Зато Меланья злится, злобу копит, хочется ей замуж, ох, как хочется! Всё думала, как соперницу извести, и придумала. С одной стороны села был лес, а с другой – болото нехожалое. Жила на краю болота старая колдунья. Говорят, знавалась с самой Болотной Хозяйкой, та ей помогала дела тёмные творить. Хозяйка Леса не ладила с Владычицей Болотной, уж больно та вредить любила. То корову в болото засосёт, то кого испугает так, что ума лишит, то туману вонючего нашлёт. Да ещё и ведьме содействовала пакости творить. Не нравилось всё это Хозяйке Леса, она болото подсушивала, лесом прижимала, разгуляться Болотнице не давала.

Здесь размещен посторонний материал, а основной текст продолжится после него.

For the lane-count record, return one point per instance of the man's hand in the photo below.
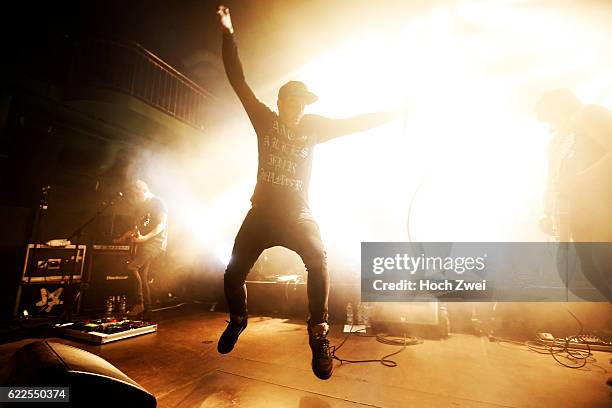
(137, 238)
(225, 19)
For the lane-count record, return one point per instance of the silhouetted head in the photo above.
(292, 99)
(139, 191)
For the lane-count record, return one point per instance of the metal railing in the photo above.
(132, 69)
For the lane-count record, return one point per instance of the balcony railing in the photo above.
(130, 68)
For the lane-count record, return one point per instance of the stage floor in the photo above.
(270, 367)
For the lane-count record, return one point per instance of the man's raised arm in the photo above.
(233, 66)
(327, 128)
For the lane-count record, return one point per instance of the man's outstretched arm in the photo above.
(326, 128)
(233, 66)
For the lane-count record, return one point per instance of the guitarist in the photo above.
(579, 198)
(149, 238)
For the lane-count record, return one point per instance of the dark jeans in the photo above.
(294, 229)
(139, 266)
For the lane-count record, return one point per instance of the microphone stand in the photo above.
(76, 235)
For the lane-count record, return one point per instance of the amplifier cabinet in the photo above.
(45, 264)
(108, 275)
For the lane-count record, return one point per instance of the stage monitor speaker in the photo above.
(108, 275)
(92, 381)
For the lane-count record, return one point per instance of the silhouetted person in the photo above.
(280, 213)
(578, 201)
(150, 238)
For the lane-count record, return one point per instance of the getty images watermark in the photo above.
(498, 271)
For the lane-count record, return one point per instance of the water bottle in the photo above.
(367, 310)
(360, 314)
(349, 314)
(122, 304)
(110, 300)
(444, 321)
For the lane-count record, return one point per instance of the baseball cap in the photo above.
(297, 88)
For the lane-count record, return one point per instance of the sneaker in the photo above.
(230, 336)
(322, 360)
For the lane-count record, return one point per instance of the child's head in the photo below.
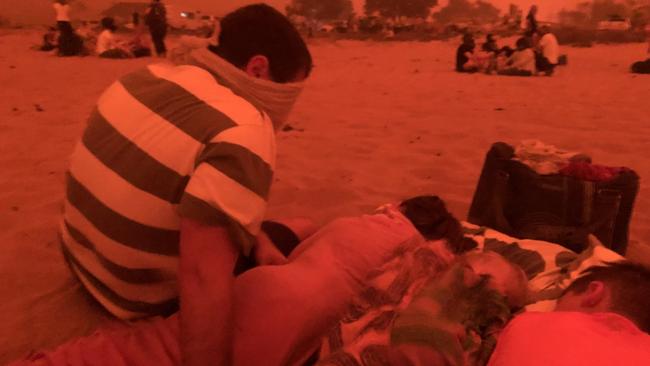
(522, 43)
(622, 288)
(109, 24)
(468, 39)
(430, 217)
(503, 276)
(259, 31)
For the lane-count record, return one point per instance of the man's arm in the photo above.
(206, 278)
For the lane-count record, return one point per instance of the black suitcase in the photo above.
(512, 198)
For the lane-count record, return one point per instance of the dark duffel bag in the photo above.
(512, 198)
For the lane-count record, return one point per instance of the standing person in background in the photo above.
(548, 51)
(62, 9)
(531, 22)
(156, 19)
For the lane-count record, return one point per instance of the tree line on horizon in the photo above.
(340, 9)
(586, 13)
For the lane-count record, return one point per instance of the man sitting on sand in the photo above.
(170, 182)
(603, 318)
(521, 62)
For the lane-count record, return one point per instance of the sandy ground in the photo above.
(378, 122)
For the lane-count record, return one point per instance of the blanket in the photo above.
(281, 311)
(571, 339)
(417, 300)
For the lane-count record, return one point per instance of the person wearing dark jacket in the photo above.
(156, 19)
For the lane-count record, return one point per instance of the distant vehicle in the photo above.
(190, 20)
(615, 23)
(327, 28)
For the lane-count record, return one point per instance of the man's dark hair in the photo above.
(430, 217)
(261, 30)
(630, 286)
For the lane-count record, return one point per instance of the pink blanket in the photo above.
(571, 339)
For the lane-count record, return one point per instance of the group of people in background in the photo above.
(536, 52)
(84, 40)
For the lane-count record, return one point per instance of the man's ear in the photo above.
(258, 67)
(595, 295)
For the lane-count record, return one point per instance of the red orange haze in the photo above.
(377, 122)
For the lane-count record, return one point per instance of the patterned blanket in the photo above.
(420, 298)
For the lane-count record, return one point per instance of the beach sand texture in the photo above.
(378, 122)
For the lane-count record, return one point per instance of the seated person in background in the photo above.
(85, 31)
(490, 45)
(465, 55)
(641, 67)
(49, 39)
(522, 61)
(70, 43)
(548, 51)
(107, 45)
(603, 318)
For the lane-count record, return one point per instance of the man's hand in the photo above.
(266, 253)
(206, 287)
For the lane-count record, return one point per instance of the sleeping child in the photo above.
(430, 314)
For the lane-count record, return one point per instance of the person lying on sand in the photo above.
(282, 310)
(449, 317)
(522, 61)
(601, 319)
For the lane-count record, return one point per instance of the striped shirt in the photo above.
(163, 143)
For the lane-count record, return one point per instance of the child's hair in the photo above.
(430, 217)
(629, 284)
(261, 30)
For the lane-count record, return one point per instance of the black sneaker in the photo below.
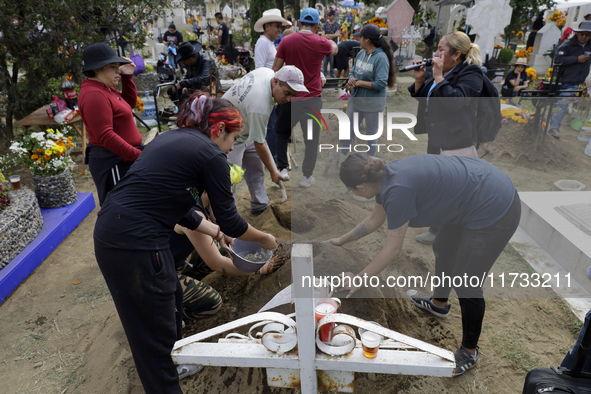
(464, 360)
(259, 211)
(423, 301)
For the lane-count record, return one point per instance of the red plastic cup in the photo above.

Да уж давно ничего плохого не замечалось, вот Лесная Хозяйка злую злюку и подзабыла.
А Меланья вспомнила и на болото со злобой своей отправилась. Бабка старая, кривая, и избёнка у неё покосившаяся, а как про дело тёмное узнала ведьма, враз оживилась и помочь согласилась.
– Ну что ж, девка, соперницу извести – дело нехитрое. Да только задаром не возьмусь!
– Конечно, конечно, бабушка! – Меланья в карман за деньжонками полезла, но ведьма её остановила.
– Денег не надо! Ты со мной душой поделишься. Старая я уже, сил мало, а ты вон какая здоровая! И душонка у тебя чернущая, словно дёготь, мне как раз такую и надо. Дело сделаем, я за расплатой сама приду.
Меланья только обрадовалась, что денег платить не надо. «Жалко, что ли, души? Да и как она её заберет, душу-то? Забор у нас высокий, собака злая, не пустим – и всё». Не терпелось трактирщиковой дочке от Устинки избавиться. А бабка глазёнками подслеповатыми Меланью буравит, всё понимает, ведьма!
– Ну, согласна?
– Согласна! А делать-то что?
– Завтра придёшь, всё скажу.
Ушла Меланья, а ведьма за работу принялась. По стенам у неё гадюки дохлые развешаны, жабы сушёные, травы болотные. Затворила зелье, ей одной известное, котелок в печку сунула, а в полночь с котелком этим на болото вышла, Хозяйку Болот вызвала, пошепталась с ней. Болотнице затея ой как приглянулась, тут же с радостью помочь вызвалась, в котелок чего-то добавила…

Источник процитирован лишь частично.